Le Niger de Tiani se réorganise face à l’insécurité djihadiste
Depuis le coup d’État de juillet 2023, le général Abdourahamane Tiani a fait de la lutte contre les groupes armés une priorité absolue. Dans cette dynamique, son gouvernement propose une refonte majeure de l’organisation territoriale du Niger. Présenté officiellement à Niamey le 12 mai 2026 devant le Conseil consultatif de la Refondation (CCR), le projet vise à multiplier par plus de deux le nombre de régions, passant de 8 à 19, et à augmenter celui des départements de 63 à 82. Cette initiative s’inscrit dans la stratégie globale de refondation portée par Tiani et son ministre de l’Intérieur, le général Mohamed Toumba.

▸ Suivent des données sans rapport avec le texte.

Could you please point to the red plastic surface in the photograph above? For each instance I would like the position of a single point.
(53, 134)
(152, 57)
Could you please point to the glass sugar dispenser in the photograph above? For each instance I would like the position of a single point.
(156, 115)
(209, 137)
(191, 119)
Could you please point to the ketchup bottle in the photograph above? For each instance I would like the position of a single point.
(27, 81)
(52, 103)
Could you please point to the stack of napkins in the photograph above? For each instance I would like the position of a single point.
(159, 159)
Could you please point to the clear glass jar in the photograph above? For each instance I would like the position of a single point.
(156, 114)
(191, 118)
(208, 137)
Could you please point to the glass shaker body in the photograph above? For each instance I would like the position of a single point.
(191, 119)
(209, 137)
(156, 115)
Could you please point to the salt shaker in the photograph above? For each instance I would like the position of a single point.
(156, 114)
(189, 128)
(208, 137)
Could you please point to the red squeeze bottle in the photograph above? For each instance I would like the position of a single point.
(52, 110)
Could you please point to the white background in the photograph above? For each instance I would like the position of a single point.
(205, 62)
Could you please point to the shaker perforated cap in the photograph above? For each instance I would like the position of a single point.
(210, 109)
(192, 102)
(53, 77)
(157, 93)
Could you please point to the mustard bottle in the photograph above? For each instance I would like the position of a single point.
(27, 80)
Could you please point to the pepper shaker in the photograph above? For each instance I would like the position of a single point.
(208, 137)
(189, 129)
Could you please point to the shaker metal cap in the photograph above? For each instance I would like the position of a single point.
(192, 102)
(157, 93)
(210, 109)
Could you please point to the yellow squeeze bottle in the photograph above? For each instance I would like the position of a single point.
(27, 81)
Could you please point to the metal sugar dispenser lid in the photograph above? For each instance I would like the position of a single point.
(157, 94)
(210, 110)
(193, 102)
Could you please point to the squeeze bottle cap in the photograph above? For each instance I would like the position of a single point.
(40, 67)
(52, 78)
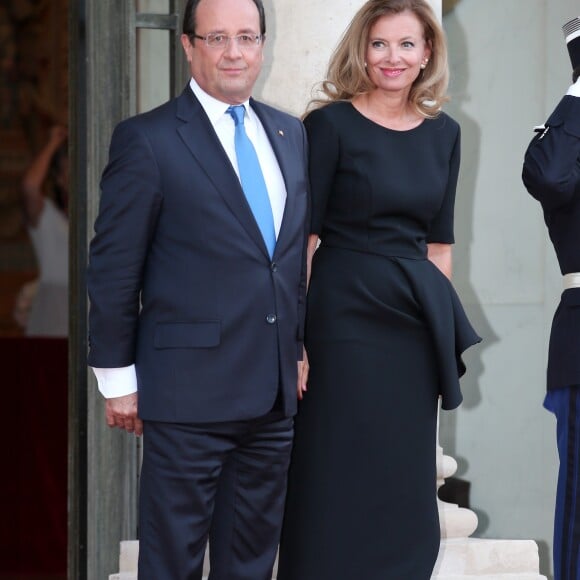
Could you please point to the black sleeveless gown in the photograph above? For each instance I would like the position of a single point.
(384, 334)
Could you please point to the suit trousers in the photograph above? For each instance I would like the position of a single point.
(565, 404)
(225, 482)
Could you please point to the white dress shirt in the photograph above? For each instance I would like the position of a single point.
(117, 382)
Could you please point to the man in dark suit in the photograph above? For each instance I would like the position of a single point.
(552, 175)
(197, 302)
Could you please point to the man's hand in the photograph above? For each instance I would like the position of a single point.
(122, 412)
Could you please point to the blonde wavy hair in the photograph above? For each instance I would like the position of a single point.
(347, 77)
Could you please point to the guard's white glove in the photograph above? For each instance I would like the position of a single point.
(574, 89)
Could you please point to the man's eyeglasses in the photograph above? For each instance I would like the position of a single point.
(217, 40)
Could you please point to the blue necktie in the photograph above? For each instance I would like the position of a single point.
(252, 179)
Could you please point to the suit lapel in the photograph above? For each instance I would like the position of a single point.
(199, 136)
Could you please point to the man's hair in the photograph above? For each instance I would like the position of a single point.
(189, 22)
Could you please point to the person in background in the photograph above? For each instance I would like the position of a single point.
(197, 282)
(551, 174)
(385, 329)
(47, 221)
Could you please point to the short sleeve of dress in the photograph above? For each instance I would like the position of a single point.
(441, 229)
(323, 143)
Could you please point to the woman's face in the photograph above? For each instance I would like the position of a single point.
(395, 51)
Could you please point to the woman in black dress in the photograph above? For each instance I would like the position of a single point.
(385, 330)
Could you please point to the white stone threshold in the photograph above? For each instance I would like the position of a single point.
(459, 559)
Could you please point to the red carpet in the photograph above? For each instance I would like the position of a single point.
(33, 488)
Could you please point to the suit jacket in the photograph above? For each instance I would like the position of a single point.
(551, 174)
(180, 281)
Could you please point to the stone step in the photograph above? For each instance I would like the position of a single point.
(459, 559)
(467, 557)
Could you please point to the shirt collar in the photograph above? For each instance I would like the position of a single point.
(213, 107)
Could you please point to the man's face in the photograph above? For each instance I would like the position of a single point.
(226, 73)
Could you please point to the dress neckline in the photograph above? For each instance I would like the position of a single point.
(402, 131)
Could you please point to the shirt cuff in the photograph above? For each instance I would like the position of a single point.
(574, 89)
(116, 382)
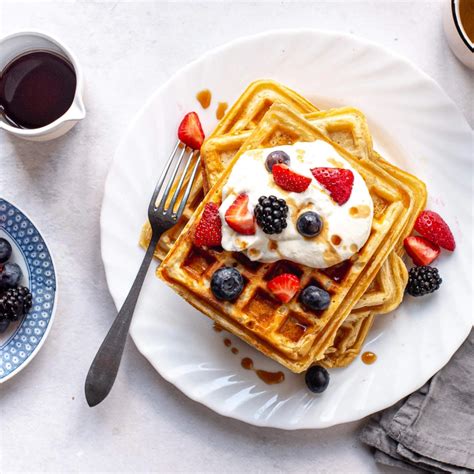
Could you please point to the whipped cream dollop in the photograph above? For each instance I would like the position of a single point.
(346, 227)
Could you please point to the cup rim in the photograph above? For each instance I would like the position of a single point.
(459, 26)
(32, 132)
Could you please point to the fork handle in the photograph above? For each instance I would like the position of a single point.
(104, 368)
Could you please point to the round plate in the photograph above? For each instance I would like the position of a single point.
(414, 124)
(23, 339)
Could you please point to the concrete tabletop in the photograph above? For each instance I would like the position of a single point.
(127, 49)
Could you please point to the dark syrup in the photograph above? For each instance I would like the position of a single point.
(36, 88)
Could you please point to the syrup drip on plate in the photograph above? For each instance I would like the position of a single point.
(270, 378)
(368, 357)
(204, 98)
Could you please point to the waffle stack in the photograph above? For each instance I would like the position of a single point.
(370, 283)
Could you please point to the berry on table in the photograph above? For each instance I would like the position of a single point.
(227, 283)
(315, 298)
(317, 379)
(10, 275)
(423, 280)
(271, 214)
(5, 250)
(276, 157)
(309, 224)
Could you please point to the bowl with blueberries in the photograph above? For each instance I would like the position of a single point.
(27, 290)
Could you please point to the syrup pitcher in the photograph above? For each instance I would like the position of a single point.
(41, 87)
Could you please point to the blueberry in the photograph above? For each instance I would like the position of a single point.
(5, 250)
(10, 275)
(315, 298)
(317, 379)
(4, 325)
(227, 283)
(309, 224)
(276, 157)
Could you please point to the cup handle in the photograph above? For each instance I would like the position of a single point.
(77, 110)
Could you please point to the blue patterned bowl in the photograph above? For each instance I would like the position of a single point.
(21, 341)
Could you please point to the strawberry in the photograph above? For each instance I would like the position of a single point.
(284, 286)
(337, 181)
(289, 180)
(190, 131)
(209, 230)
(421, 250)
(432, 226)
(239, 218)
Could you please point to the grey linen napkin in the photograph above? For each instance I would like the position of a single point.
(432, 430)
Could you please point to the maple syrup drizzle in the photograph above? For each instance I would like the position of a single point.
(270, 378)
(221, 108)
(204, 98)
(217, 327)
(368, 358)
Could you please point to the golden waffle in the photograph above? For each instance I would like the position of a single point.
(348, 127)
(244, 114)
(289, 333)
(350, 337)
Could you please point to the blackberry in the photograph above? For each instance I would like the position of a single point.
(423, 280)
(15, 303)
(271, 213)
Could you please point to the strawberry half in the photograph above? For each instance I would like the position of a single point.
(432, 226)
(289, 180)
(284, 286)
(190, 131)
(239, 218)
(421, 250)
(337, 181)
(209, 230)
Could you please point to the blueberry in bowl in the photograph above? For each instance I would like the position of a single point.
(27, 290)
(5, 250)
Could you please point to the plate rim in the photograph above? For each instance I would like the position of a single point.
(33, 354)
(203, 57)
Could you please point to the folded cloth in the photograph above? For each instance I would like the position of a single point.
(432, 430)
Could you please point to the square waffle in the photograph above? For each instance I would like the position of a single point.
(289, 333)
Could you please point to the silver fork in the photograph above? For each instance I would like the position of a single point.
(162, 216)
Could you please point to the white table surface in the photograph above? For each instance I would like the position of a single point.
(127, 50)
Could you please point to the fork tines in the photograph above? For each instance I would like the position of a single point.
(178, 176)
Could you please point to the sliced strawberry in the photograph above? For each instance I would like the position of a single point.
(289, 180)
(338, 182)
(284, 286)
(239, 218)
(209, 230)
(432, 226)
(190, 131)
(421, 250)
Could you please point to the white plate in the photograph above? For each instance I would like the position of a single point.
(415, 125)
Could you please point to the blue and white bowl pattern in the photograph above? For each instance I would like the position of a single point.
(24, 340)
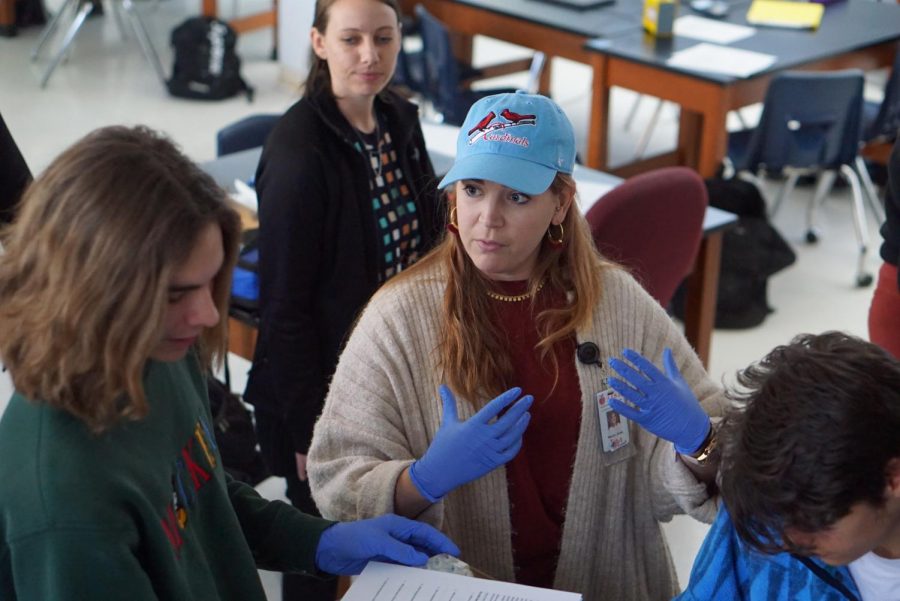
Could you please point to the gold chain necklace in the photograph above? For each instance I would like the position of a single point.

Un redécoupage territorial pensé pour renforcer la sécurité
Le plan repose sur une fragmentation ciblée des régions actuelles. Les entités les plus exposées au risque djihadiste seraient concernées en priorité : Maradi, Zinder et Tahoua seraient chacune divisées en trois nouvelles régions, tandis que Tillabéri, Agadez et Diffa seraient scindées en deux. La capitale, Niamey, verrait également son périmètre administratif recentré autour de deux nouveaux départements. L’objectif affiché est double : rapprocher les services publics des populations et densifier la présence de l’État dans les zones où les groupes armés gagnent du terrain.
Dès avril 2026, le général Toumba avait esquissé les contours de cette réforme dans une intervention télévisée. Il y présentait le redécoupage comme un levier clé pour renforcer le dispositif sécuritaire, notamment dans les zones frontalières où sévissent l’État islamique au Sahel, Boko Haram et l’ISWAP. En fragmentant les grandes régions, les autorités espèrent faciliter le déploiement des forces de défense et mieux contrôler les territoires menacés.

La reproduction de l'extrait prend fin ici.